Japanese internees see modern parallels

What’s our law schools teaching on this topic? I’m sure Con Law classes must be a-twitter over this. They should be reversing Korematsu!

I visited Manzanar last year around this time. I couldn’t freaking believe how beautiful this place was, smack in the middle of Owens Valley between two mountain ranges. It was isolated that’s for sure, but beautiful. Why is it that sometimes the most tragic situations come with beauty attached?

=YC

0 thoughts on “Let’s not forget our History …”

  1. Back on Sept. 22, 2003, PL and I went to hear Dale Minami lecture at NYU School of Law, as part of the A/P/A Studies Program’s Fall 2003 events. Minami was the attorney who helped to overturn the arrest of Korematsu and the others (they went up to appeals, short of getting the Supremes) back in the 1980’s. Feel free to visit the website (http://www.nyu.edu/apa/index2.htm) for the link to audio of the lecture and Q&A. I thought it was really interesting – both for Minami’s views and for the amount of students in the audience who either knew a lot about Korematsu (evidentally law students) or demonstrated that they knew so little (I think they were undergrads, but couldn’t be sure).
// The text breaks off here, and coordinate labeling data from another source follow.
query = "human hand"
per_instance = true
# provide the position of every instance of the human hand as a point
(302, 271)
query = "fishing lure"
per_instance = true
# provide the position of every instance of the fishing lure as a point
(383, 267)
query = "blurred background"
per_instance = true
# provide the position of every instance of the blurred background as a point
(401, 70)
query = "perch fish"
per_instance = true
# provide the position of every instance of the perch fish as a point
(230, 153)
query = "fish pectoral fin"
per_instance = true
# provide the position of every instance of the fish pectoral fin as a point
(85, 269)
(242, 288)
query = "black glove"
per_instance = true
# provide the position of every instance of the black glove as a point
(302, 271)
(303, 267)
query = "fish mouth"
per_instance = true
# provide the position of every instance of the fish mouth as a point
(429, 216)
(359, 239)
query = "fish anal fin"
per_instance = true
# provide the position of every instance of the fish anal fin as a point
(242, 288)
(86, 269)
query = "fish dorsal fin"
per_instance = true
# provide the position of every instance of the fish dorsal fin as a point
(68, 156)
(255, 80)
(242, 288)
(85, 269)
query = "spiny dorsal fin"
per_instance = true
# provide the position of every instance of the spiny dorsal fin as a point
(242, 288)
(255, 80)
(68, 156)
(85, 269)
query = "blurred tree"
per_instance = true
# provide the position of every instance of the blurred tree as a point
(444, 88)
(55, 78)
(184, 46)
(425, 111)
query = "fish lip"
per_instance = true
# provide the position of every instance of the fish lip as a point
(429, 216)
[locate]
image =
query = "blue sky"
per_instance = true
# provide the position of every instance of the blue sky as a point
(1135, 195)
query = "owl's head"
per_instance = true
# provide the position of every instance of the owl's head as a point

The pattern being reflected in the current detentions is certainly worrisome. History runs the risk of repeating itself.

    I took Con Law before 2001, so I can’t say how a-twitter it was. But, that fall 2001, I was taking Criminal Procedure (search and seizure and all the constitutional issues before the bail and jail, as Prof. H. would say), and the students themselves broke down into their respective political sides, to no surprise. Reversing Korematsu wouldn’t be easy, unfortunately, considering the climate we’re in – and how easy that it came about in the first place.